Relay-Version: version B 2.10 5/3/83; site utzoo.UUCP
Posting-Version: version B 2.10.2 9/18/84; site h-sc1.UUCP
Path: utzoo!watmath!clyde!burl!ulysses!gamma!epsilon!zeta!sabre!bellcore!decvax!genrad!mit-eddie!think!harvard!h-sc1!desjardins
From: desjardins@h-sc1.UUCP (marie desjardins)

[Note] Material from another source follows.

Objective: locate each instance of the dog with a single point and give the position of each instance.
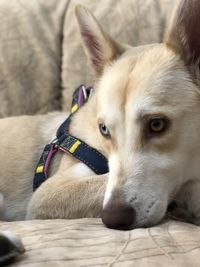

Newsgroups: net.women,net.politics,net.social
Subject: Re: Discrimination against women and statistics
Message-ID: <405@h-sc1.UUCP>
Date: Fri, 28-Jun-85 14:10:54 EDT
Article-I.D.: h-sc1.405
Posted: Fri Jun 28 14:10:54 1985
Date-Received: Mon, 1-Jul-85 07:42:24 EDT
References: <482@ttidcc.UUCP> <8203@ucbvax.ARPA>, <8204@ucbvax.ARPA> <581@mtung.UUCP>
Organization: Harvard Univ. Science Center
Lines: 18
Xref: watmath net.women:6174 net.politics:9668 net.social:761

For a Women's Studies course I took last semester, we read Michael
Gold's "Dialogue on Comparable Worth."  The book is in the form of
a debate between an advocate and critic of comparable worth (the 
arguments are very interesting, and although I don't think comparable
worth is practical as a way to determine salaries, I think that job
evaluation may be a useful tool for examining fairness of current 
salary scales).  What really bothered me is that the critic used
the same argument I use here -- that women choose to work in low-
paying jobs.  Why?  Well, a main reason is that these jobs have
higher mobility.  Mobility matters because your husband (working,
naturally, in a high-paying job) may have to relocate and you need
to follow him.  So why shouldn't the man follow his wife?  Well,
because he has a higher-paying job, naturally.  This is the kind of
circular reasoning that really makes me angry (in the past semester,
I've become much more militant about feminism just from seeing 
discrimination justified on the basis of discrimination like this).